Anyone's given worldview is VERY hard to define. But I've noticed that I need to be with someone for whom introspection and self-knowledge is very important. And, similarly, we both need to be thinking deeply about how to find meaning in our lives. I think this is why I've dated so many philosophy majors. The question of what is meaningful is alive and urgent for me on a daily basis, just about. Writing helps me to think about what is meaningful — and I like to imagine that this blog, in its own way, has some meaning for the people who read it on a regular basis. (It certainly has meaning for me!)

Other People's Worldviews


My friend Ruby already knows how she wants to make her life meaningful: She wants to change the world. She works in politics, so that day in and day out, she's working to try to change the law in the United States; it's no coincidence that her boyfriend — also a politico — is doing the same.

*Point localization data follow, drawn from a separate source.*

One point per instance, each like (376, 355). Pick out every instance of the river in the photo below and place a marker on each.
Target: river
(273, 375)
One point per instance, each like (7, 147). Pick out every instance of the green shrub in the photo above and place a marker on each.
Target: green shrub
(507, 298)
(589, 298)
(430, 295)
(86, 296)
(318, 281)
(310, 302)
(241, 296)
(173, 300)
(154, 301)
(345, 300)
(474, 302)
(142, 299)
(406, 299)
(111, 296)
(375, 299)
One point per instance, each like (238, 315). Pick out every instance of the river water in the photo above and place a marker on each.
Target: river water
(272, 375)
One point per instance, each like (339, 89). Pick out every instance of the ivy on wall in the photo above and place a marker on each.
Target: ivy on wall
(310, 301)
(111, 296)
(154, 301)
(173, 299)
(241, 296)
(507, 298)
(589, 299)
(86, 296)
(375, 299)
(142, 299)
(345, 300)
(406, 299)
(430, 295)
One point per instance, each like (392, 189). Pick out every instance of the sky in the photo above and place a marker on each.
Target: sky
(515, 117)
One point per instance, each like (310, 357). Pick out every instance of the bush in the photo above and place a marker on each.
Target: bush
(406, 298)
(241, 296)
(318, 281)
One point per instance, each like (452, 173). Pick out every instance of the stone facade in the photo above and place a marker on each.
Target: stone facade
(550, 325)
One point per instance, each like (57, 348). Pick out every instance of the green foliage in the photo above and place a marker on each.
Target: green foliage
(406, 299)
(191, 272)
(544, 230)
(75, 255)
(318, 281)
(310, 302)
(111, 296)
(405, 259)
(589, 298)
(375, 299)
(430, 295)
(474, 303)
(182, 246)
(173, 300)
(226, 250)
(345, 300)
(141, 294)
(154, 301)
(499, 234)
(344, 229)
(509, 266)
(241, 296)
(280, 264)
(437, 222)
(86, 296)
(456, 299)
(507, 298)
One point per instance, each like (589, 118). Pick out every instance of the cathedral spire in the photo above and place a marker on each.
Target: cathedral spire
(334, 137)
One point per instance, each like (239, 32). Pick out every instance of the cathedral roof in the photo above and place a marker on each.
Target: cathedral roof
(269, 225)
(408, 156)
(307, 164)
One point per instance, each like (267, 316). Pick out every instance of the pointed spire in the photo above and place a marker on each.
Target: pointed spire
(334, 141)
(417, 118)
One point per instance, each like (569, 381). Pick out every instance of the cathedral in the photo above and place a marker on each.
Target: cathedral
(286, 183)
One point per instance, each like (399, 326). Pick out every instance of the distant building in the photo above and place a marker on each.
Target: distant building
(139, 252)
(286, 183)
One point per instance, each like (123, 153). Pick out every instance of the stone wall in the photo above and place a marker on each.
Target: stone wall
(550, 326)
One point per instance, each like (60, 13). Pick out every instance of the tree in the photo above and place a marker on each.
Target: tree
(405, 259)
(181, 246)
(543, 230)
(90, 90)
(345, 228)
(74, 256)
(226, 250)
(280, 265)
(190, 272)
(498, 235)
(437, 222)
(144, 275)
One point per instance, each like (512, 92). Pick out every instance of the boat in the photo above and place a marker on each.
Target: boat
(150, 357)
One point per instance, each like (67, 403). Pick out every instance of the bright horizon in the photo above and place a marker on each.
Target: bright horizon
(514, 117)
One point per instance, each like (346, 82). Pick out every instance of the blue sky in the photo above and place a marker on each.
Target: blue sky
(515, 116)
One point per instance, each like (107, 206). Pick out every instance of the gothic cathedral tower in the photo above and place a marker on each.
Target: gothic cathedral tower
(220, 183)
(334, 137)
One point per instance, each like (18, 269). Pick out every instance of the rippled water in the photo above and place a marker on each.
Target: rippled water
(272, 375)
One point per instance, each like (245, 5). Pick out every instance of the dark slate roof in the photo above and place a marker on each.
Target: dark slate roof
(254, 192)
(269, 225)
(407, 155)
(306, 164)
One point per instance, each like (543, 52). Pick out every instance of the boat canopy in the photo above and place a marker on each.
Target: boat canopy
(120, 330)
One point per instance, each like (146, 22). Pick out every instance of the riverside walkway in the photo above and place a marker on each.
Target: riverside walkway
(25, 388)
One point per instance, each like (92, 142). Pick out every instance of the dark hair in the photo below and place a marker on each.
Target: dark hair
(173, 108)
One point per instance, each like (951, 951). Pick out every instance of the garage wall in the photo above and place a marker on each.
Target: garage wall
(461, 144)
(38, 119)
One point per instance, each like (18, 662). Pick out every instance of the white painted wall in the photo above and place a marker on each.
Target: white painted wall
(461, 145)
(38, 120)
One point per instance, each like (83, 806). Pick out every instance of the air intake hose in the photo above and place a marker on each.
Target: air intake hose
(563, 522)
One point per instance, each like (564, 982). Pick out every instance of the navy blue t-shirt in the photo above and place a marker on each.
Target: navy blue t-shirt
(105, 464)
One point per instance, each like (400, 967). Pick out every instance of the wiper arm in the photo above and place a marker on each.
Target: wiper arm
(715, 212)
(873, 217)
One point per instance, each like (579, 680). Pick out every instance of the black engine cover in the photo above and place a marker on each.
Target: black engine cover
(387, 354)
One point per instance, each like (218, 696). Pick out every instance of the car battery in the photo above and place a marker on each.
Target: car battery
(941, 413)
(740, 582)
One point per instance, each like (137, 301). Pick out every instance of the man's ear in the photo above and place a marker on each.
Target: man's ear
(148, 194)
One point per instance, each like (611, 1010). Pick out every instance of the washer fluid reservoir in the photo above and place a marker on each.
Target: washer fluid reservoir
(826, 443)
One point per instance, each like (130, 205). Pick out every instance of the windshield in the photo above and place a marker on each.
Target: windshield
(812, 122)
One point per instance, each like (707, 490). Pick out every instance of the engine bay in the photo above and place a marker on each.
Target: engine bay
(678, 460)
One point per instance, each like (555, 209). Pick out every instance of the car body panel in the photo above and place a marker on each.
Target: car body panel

In their case, political views are very important.


Another dear pal of mine lives out in California, where he's a medical doctor working with impoverished communities. He's also traveled around the world, teaching indigent indigenous populations some basic health and hygiene skills in the hopes of improving their lives. I think it's no coincidence that his partner, too, has dedicated her life to helping people in a very active way. They both have rolled up their sleeves to make small but real and important changes in people's lives — and it's no coincidence that they also happen to be some of the most social people I know. They love people.


There are some folks who think having fun is the ne plus ultra. They may be do-gooders on the side, and often kind and decent people, but at the end of the day, what they want most is to be relaxing and enjoying themselves — perhaps at dinner with friends, at a BBQ on their deck, at a movie or music show. These people usually have interesting jobs that don't necessarily pay extremely well. I'd say this describes a large majority of the population — and a few of my friends.


The people with the extremely high-paying jobs are similar to the fun-lovers — but the high-rollers want more than just fun. They want beauty. These are the people with enormous houses and vacation homes. They have fancy cars and expensive toys and the most luxurious clothes. They want their lives (and often their wives) to look a certain way. They think having fun is fine — great, even — but it's really not proper fun for them unless they're having it in a gorgeous setting, surrounded by gorgeous people. Again, I think at least a few of my friends fall into this category.

What's your worldview, people? Surely I haven't listed them all.